Open Notebook: The Self-Hosted Open Source NotebookLM That Doesn't Lock You In

Your NotebookLM research sessions live on Google's servers. Your documents, your audio overviews, your AI-generated insights — all processed by Google's models, stored under Google's terms, with no option to run it elsewhere.
Open Notebook is what several developers built instead.
Started by Luis Novo and now carrying 32k+ GitHub stars — gaining 3,891 of them in a single week — Open Notebook is a self-hosted, MIT-licensed open source NotebookLM implementation that swaps Google's closed stack for 18+ AI providers, local model support, and full data ownership. It's not a clone. It extends the concept in directions Google structurally can't go.
What NotebookLM Gets Right (and Why the Gap Still Matters)
Google's NotebookLM solved a real research problem. Before it, researchers were manually copy-pasting sources into chat windows, losing context, and starting fresh every session. NotebookLM introduced persistent research workspaces: load PDFs, YouTube videos, and web pages into a single grounded context, then query against exactly those sources — not the entire training distribution of a general-purpose model.
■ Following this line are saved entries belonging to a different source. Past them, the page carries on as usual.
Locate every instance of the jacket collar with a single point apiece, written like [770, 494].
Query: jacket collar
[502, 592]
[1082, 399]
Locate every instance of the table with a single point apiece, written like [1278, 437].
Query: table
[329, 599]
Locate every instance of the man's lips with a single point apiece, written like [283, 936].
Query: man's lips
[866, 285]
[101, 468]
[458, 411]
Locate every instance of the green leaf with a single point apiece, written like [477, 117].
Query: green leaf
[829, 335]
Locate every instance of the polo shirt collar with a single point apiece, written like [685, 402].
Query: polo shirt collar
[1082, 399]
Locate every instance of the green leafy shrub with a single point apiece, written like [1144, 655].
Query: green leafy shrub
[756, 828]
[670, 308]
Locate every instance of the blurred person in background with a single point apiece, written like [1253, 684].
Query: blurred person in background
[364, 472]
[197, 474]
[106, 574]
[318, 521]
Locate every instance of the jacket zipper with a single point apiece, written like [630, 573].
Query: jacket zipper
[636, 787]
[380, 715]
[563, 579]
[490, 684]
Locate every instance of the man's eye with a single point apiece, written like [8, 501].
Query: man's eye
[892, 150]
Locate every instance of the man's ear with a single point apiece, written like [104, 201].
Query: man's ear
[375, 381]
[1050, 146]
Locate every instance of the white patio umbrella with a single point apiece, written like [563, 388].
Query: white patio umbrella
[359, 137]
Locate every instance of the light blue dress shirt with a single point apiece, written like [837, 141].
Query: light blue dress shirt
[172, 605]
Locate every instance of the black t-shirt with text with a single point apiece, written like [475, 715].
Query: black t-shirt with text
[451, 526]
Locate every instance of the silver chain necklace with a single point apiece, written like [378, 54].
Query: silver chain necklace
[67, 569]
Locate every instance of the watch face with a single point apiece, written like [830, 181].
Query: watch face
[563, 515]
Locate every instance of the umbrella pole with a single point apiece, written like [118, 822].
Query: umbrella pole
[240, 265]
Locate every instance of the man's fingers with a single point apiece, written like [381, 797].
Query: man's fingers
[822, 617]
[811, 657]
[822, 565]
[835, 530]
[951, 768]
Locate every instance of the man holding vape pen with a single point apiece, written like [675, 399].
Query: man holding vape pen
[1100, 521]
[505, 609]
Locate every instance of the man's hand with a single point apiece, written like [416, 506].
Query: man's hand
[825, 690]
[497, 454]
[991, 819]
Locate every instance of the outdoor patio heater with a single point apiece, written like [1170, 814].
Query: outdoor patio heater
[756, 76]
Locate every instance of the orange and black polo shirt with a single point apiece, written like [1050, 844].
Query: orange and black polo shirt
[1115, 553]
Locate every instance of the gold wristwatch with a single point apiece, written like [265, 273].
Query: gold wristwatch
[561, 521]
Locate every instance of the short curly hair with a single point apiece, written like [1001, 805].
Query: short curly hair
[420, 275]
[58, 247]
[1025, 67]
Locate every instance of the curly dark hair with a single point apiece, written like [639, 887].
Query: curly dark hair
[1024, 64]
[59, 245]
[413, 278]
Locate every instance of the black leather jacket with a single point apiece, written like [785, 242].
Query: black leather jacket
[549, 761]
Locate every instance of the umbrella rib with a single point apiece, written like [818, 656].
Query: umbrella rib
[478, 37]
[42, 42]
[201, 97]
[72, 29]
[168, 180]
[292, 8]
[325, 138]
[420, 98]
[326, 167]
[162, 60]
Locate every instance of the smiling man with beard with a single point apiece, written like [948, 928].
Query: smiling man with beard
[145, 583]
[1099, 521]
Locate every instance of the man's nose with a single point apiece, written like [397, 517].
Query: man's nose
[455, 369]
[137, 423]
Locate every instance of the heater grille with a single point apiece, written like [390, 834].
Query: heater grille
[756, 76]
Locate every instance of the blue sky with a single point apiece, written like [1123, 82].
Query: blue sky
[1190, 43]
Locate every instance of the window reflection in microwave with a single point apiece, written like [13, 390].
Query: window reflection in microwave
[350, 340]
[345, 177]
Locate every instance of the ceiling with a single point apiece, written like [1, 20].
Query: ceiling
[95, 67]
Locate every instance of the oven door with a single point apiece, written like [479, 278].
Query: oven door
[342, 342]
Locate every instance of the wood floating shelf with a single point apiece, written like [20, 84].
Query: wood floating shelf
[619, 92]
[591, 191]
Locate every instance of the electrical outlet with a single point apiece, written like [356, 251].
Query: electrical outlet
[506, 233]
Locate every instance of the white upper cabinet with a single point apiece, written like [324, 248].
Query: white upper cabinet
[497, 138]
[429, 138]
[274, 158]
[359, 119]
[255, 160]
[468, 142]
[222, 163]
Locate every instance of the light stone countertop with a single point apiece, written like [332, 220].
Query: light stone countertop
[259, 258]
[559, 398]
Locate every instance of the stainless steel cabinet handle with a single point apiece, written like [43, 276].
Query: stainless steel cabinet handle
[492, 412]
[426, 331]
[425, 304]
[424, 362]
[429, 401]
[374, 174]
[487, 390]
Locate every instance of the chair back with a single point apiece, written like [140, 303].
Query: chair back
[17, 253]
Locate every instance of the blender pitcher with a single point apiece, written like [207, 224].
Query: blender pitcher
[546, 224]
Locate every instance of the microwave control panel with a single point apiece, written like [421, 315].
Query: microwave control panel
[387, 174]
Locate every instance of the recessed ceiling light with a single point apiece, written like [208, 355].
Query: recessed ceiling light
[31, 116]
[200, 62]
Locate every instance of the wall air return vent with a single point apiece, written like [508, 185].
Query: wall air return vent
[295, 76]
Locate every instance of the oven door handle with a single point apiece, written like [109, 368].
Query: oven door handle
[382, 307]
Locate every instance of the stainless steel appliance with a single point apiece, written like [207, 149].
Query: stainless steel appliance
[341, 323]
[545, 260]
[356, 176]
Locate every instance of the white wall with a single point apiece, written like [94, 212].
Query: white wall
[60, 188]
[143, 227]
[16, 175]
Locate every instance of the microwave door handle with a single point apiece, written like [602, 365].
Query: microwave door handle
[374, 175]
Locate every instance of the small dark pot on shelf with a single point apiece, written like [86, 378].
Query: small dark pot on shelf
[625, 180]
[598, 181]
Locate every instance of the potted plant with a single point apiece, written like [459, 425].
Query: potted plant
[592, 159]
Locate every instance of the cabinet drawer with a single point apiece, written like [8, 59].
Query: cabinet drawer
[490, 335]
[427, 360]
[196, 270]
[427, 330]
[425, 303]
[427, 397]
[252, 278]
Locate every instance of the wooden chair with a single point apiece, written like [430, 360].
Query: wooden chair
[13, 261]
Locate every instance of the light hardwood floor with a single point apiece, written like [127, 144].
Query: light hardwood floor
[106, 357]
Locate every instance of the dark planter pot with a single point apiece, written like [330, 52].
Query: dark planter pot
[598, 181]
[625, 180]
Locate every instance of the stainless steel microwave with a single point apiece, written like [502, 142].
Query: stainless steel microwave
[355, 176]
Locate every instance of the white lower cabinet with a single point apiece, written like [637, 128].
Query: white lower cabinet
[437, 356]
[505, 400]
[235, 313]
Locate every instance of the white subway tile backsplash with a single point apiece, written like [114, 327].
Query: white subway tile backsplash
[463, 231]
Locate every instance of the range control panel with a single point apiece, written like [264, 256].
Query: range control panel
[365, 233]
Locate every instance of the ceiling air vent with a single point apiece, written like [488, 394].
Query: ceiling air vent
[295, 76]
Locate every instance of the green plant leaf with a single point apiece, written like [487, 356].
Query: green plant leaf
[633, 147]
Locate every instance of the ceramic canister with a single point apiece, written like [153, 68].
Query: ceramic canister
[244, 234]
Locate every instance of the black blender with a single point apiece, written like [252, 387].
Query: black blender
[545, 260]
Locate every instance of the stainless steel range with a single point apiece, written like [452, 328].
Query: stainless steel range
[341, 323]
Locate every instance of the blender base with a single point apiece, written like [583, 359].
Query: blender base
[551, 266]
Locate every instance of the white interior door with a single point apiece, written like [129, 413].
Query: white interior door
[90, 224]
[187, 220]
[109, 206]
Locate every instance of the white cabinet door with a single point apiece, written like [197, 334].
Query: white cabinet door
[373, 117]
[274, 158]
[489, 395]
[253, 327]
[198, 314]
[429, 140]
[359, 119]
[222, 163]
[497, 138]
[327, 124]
The audio overview feature was the viral moment. Two AI voices synthesizing your sources into a podcast-style conversation sounds like a toy until you're reviewing 40 pages of technical documentation at the gym. It worked. People used it constantly.
But the model is fixed. The data is Google's. The system prompts are locked. And if your research involves sensitive customer data, unpublished work, or anything subject to data residency requirements — healthcare records, legal documents, pre-publication research — "put it in NotebookLM" isn't an option.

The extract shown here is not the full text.